Thus, a potential explanation for the stagnation of gli Azzurri is one that has nothing to do with the sport. Italy’s dynasty is dying with its population as it ages. If this state of affairs persists, the laws of statistics will ensure a draught that could dry up Italy’s well of talent entirely – starving a nation thirsting for a return to the glory of old.

Nor is it likely that the salvo for gli Azzurri’s ills will be what it has been for Germany and France. For years, the Italian political right has waged a vicious campaign against the influx of immigrants into Italy, criminalising them as clandestine migrants who ought, in the words of Irene Pivetti - of the controversial Lega Nord and former speaker of the Lower House - be thrown into the water. Such radical attitudes may be a relic of the past; Mario Balotelli is as cultlike a figure as he is controversial. However, the fact that the word oriundi is still bandied about to differentiate players such as Pablo Osvaldo and Thiago Motta from the native-born-and-bred when they have donned la Nazionale’s colours may yet indicate a begrudging resistance to importing foreign-born Italian talent.

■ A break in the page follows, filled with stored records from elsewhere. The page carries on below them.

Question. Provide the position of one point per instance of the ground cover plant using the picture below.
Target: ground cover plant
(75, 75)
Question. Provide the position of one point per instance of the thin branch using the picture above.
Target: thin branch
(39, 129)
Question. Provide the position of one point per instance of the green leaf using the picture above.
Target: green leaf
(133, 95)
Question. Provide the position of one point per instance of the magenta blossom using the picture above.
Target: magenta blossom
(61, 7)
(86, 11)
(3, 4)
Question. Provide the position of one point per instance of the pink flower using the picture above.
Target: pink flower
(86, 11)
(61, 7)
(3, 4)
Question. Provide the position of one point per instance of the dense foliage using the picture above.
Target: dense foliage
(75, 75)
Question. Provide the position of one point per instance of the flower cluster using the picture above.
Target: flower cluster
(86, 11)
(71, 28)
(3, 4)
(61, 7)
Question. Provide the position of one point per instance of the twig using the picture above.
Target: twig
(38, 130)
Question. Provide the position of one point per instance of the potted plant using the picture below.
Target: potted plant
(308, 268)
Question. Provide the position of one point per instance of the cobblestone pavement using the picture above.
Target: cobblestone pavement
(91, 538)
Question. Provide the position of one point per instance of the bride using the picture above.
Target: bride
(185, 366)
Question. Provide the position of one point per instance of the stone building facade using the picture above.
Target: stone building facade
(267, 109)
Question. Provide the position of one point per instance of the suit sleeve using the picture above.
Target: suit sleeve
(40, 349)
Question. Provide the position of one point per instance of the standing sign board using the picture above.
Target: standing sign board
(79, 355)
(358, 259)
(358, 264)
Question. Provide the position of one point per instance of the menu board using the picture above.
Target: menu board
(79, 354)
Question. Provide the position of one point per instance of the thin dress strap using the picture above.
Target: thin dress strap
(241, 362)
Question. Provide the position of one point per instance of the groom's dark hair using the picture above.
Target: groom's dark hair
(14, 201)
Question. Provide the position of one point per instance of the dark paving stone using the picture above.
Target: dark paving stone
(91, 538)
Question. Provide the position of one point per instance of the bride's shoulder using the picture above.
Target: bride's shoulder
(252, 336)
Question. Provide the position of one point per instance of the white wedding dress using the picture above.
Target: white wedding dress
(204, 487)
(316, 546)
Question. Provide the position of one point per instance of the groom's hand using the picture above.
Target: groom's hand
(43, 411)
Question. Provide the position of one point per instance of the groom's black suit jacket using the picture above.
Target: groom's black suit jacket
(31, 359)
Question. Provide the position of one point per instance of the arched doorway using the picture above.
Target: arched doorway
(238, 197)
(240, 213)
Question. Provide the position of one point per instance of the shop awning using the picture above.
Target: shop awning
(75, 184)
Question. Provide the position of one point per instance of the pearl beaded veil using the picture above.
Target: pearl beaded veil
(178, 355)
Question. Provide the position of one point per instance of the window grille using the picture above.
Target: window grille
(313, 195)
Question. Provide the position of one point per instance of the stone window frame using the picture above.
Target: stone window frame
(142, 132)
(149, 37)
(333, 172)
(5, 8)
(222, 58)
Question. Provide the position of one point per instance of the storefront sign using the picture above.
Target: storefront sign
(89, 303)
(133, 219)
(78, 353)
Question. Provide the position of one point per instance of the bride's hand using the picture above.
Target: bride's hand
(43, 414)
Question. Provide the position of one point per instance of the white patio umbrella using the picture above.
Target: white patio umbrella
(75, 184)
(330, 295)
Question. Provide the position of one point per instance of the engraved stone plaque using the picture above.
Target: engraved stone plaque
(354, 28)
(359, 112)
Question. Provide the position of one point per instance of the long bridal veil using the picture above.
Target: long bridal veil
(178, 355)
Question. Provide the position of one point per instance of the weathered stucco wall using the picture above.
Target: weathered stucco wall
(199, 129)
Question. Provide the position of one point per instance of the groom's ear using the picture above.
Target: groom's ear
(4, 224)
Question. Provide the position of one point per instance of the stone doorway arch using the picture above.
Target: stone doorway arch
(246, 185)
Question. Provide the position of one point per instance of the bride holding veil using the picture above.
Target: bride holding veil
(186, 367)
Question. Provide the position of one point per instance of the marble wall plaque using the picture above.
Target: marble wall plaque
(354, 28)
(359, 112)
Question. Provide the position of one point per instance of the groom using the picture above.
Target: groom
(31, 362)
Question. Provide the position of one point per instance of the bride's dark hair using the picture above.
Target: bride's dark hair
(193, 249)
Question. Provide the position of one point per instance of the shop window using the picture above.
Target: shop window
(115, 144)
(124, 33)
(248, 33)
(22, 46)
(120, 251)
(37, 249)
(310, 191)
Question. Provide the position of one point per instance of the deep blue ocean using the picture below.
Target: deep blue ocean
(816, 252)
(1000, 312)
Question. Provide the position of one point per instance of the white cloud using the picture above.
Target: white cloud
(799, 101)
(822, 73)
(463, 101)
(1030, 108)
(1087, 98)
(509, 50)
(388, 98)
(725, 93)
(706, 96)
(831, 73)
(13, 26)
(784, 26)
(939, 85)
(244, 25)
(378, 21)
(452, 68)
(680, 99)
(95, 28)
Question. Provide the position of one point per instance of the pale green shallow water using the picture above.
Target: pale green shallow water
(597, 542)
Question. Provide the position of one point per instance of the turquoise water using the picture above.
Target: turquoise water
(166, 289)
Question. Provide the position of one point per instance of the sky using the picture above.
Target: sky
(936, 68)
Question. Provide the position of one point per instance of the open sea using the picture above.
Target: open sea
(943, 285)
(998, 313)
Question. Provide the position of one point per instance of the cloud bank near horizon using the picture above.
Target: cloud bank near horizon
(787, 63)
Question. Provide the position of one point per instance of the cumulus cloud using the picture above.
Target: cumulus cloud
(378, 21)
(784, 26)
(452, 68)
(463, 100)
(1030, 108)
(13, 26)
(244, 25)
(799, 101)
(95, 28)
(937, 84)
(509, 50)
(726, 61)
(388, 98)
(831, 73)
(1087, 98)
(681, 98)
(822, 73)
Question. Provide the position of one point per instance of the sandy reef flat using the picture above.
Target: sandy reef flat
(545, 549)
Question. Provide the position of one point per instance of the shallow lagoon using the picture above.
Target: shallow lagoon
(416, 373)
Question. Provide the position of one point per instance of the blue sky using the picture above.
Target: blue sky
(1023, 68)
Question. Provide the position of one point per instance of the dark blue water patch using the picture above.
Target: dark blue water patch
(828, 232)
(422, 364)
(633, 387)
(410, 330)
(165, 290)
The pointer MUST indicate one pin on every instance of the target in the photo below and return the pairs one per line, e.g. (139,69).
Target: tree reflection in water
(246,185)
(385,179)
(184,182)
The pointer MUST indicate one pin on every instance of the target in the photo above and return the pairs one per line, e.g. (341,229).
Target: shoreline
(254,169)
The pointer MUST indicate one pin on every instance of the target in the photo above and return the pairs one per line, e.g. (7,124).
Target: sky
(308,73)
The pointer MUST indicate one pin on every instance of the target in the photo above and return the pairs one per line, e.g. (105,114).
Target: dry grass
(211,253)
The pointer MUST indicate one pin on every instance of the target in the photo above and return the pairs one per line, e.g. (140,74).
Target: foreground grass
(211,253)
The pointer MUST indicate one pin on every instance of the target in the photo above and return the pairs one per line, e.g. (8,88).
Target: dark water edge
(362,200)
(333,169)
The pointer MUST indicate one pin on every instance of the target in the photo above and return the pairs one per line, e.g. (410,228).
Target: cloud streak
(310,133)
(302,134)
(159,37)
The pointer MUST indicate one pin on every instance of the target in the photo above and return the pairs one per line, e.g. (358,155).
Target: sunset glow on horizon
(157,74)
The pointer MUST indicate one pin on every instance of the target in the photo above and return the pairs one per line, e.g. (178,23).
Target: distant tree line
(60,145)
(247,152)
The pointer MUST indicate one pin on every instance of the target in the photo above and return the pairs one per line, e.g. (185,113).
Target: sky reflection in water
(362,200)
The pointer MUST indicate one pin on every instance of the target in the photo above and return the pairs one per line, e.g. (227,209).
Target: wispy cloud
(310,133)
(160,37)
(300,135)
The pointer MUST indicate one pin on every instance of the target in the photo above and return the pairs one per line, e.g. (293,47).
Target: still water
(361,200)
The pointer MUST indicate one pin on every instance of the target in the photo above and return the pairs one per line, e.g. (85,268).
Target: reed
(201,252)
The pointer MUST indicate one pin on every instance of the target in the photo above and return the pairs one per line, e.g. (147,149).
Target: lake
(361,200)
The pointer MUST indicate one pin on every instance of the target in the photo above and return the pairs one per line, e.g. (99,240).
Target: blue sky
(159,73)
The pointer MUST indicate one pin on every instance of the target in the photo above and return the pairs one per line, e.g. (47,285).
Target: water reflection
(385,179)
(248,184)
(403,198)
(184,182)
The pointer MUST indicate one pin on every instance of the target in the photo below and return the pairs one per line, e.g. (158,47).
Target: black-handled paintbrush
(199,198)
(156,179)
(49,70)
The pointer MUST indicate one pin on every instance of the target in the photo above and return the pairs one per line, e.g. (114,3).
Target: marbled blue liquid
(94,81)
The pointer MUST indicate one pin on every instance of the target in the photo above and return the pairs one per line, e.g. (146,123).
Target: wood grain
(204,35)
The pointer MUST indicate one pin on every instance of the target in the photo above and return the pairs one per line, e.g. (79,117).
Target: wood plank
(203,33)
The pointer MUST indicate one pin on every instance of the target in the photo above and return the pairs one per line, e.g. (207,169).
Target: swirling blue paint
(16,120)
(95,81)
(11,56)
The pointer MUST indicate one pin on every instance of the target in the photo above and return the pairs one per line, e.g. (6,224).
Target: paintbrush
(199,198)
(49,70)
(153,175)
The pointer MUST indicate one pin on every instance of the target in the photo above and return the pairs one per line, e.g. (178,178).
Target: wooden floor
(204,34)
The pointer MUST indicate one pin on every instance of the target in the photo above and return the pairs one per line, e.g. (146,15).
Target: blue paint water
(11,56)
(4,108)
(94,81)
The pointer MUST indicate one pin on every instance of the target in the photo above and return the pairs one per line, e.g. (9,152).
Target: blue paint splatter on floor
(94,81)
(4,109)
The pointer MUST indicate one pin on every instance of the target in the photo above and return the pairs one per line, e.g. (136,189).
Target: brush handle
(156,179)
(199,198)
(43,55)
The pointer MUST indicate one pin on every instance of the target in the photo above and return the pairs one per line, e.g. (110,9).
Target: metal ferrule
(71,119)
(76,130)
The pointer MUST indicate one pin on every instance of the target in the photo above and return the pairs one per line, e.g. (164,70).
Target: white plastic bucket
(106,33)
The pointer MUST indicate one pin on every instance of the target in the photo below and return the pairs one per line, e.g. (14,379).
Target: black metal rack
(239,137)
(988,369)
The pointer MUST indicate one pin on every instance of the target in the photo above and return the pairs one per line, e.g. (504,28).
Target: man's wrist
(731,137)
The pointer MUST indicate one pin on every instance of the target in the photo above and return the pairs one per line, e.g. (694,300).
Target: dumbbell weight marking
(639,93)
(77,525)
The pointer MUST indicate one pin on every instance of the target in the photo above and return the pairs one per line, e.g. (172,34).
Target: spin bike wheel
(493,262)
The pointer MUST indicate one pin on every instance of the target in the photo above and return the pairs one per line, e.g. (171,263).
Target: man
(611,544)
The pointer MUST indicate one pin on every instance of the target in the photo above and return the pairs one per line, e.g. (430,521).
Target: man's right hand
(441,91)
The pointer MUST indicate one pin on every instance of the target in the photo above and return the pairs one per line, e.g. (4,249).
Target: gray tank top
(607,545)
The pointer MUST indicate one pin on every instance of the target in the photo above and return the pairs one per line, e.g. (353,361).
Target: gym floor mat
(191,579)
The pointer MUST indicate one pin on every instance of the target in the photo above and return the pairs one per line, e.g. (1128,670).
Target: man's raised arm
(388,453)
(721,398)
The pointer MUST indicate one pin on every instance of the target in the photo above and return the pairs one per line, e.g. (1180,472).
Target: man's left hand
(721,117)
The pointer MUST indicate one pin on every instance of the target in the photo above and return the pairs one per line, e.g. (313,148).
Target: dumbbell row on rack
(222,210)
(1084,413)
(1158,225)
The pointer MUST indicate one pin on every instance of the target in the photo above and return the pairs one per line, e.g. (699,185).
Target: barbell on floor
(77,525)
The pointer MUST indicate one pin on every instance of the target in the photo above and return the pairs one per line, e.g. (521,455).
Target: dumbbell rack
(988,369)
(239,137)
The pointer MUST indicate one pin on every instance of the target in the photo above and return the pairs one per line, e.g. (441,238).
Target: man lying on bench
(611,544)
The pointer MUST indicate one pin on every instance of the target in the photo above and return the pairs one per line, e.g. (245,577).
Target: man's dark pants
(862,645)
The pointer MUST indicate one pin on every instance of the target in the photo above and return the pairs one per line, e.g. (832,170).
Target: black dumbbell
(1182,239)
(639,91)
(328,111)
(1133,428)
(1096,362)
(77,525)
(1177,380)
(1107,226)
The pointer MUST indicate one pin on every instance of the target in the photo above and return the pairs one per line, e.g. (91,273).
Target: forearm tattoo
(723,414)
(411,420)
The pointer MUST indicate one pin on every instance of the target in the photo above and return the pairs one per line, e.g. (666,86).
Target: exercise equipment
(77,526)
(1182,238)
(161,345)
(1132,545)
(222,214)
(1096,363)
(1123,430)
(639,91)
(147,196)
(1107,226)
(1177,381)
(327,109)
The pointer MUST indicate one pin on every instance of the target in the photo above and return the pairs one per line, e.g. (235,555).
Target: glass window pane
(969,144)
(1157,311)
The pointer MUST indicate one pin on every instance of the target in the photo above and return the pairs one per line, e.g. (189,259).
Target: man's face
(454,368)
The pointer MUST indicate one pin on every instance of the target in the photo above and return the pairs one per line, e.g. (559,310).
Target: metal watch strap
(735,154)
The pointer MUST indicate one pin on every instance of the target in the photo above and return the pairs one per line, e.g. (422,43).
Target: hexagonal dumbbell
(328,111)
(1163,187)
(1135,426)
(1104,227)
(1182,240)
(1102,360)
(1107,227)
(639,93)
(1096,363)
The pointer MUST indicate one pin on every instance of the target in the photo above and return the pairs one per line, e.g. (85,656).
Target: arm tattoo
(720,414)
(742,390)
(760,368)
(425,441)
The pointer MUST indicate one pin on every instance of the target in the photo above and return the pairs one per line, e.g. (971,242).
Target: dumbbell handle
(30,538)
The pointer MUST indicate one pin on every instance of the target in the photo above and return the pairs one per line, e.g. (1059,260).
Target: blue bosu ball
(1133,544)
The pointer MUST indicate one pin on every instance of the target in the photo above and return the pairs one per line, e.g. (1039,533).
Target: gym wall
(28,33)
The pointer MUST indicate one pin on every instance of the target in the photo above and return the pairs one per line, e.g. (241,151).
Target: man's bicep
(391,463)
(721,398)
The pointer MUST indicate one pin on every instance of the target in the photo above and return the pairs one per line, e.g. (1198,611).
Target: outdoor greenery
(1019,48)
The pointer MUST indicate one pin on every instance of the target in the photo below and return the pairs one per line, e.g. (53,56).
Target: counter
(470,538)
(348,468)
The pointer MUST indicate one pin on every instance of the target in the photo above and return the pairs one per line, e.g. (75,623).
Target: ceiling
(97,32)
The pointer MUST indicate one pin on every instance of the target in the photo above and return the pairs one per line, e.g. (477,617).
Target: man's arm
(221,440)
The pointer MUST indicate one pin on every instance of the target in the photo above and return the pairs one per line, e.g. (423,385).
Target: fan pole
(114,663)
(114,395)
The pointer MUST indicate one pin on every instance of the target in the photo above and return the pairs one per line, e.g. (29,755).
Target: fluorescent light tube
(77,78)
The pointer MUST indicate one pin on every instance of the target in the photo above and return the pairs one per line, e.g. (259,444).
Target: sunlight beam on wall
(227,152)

However, if Italians are not willing to augment their own population, then they must come to terms with a change in how they view immigrants, seeing these new Italians as a vital resource rather than unwanted invaders. If they remain loath to do either, they may have to orient themselves with yet another altered reality: one in which the glory of gli Azzurri is nothing but another epoch in Italian history.